|Cox, Nelson - Nac|
Submitted to: Poultry Science
Publication Type: Abstract Only
Publication Acceptance Date: 5/1/2002
Publication Date: 8/7/2002
Citation: Jones, D.R., Northcutt, J.K., Anderson, K.E., Curtis, P.A., Fletcher, D.L., Cox Jr, N.A., Musgrove, M.T. 2002. Survey of shell egg processing plant sanitation programs: 1. egg contact surfaces. [abstract] Poultry Science. 81(suppl.):14.
Technical Abstract: Standard sanitation operating procedures (SSOPs) will be the first step in implementation of new processing regulations for the egg industry. When considering the implications of new SSOPs, it was determined that a complete analysis of shell egg processing facility sanitation programs has not been performed. The objective of this study was to assess and compare the efficacy of sanitation programs utilized in a variety of shell egg processing facilities. In-line, off-line, and mixed operations were included.

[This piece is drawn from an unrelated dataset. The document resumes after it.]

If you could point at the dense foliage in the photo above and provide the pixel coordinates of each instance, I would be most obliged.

Sixteen different direct or indirect egg contact surfaces were sampled in an assortment of shell egg processing facilities in the southeast U.S. Indirect contact surfaces are defined as those where water from these surfaces is sprayed onto the eggs. Sterile phosphate buffered saline was utilized to wet each sterile gauze pad for sampling. Samples were collected at the end of a processing day (POST) and again the next morning before operations began (PRE). Total aerobic plate counts (APC) and enterobacteriacae (VRBG) were enumerated. No significant differences were found between POST and PRE bacterial levels for all 16 sampling sites. In general, increased levels of APC were found on the wall of the recirculating water tank both POST and PRE. The re-wash belt had increased APC for all plants sampled. Increased APC counts were also found on the suction cups for the off-line loader. The APC levels for washers and washer brushes were relatively low for most plants sampled. In conclusion, plant sanitation, as determined from direct microbial plating, could be greatly improved. It is also important to note that previous research has found bacterial contamination levels of shell eggs to be extremely low, so stringent SSOPs may not be as necessary for the shell egg industry to produce a safe product.